Добавить в цитаты Настройки чтения

Страница 5 из 12



Угу. И так у всех.

У всех?

Весна показала. Показала, кто, где и зачем срал.

Нейрохирург (борода, усы, очки в тонкой прямоугольной оправе, перегар, табак, халат, лопнувший под давлением круглого, как мяч, живота) сказал:

– Кровь сдайте. Сколько сможете, столько и сдайте. Пригодится. Хотя операции не надо. Ничего нашего тут нет. Череп раскололся как горшок. Есть перелом в височной области. Есть в основании черепа. Сейчас в коме… Вы не родители?

– Нет, – сказал муж Саша.

– Мы – родственники, – объяснила Надя.

– Ага. Глубокая. Глубокая инвалидность. Это в случае, если он придет в себя. Вам это надо? А шансы, что придет… В общем, мало шансов. Может, и к лучшему? – Он улыбнулся. Этот нейрохирург. Как будто заговорщик. «Вы понимаете. Мы понимаем. Так не будем длить наши мучения».

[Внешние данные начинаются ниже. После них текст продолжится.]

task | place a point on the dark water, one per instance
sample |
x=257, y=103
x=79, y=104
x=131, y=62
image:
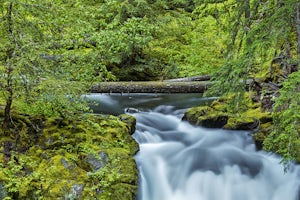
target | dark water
x=178, y=161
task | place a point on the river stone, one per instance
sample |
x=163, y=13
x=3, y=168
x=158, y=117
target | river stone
x=130, y=121
x=97, y=163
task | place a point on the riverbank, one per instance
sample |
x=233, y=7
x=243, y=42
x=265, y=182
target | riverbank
x=86, y=157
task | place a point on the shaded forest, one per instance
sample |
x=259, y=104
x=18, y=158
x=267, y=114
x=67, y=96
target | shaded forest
x=52, y=48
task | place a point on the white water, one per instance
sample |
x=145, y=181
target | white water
x=177, y=161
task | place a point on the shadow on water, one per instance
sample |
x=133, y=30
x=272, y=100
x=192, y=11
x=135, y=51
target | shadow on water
x=178, y=161
x=165, y=103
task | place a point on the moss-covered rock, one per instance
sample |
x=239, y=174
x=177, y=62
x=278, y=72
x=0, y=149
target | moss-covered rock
x=216, y=116
x=87, y=157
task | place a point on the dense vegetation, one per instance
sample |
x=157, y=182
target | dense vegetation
x=52, y=48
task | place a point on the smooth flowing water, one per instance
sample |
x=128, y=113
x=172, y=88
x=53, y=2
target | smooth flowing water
x=178, y=161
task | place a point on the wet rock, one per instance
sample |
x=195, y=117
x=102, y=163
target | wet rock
x=97, y=163
x=130, y=121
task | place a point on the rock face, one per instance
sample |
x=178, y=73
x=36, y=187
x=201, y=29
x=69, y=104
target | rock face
x=87, y=157
x=216, y=116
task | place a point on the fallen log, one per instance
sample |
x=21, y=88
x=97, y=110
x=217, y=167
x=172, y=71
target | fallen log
x=149, y=87
x=192, y=78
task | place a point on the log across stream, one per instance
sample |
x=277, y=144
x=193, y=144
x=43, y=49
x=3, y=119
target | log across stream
x=151, y=87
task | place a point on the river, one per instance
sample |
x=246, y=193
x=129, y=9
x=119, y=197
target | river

– Ясно, – сказал муж Саша. По лицу его было видно: хочет убить. Хочет убить, но даст денег. Как член совета директоров муж Саша лучше всех понимал систему заложничества. Когда над тобой издеваются, надо платить. Когда издеваются сильно, надо платить больше. Надо платить столько, сколько стоит твое дело. Но ни копейкой больше. Муж Саша потом сказал Надежде Михайловне: «Я думал, садисты идут только в проверяльщики. А вот…» А Надя ему в ответ легко ударилась в крамолу: «Все бюджетники – садисты. И нас можно понять…»

– Идите домой, – ласково сказал бородатый врач.

– Не… – покачал головой муж Саша. – Вы мне кроватку, кушетку найдите тут… В ординаторской не надо. Лучше прямо в палате, но я все понимаю, поэтому в коридорчике. Или я свою привезу. Вдруг Витасик усрется? В говне ж лежать будет? Во… А у него жопа, знаете ли, склонна к покраснению. Нежная очень жопа.

– А вы точно не мать? – спросил доктор.

– А вы что, и анатомию тоже по блату сдали? – спросил муж Саша. Дернул за ремень. Себя, не доктора.

Надежда Михайловна ахнула и замерла.

Он вообще спокойный был, муж Саша. Нудный. Ладно, пусть настойчивый. Предсказуемый, как его любимый генеральный план реконструкции северных пригородных районов. Ничего такого и никогда. Даже болел по расписанию: осенью – радикулит, весной – острая вирусная инфекция. Как часы и вне эпидемий…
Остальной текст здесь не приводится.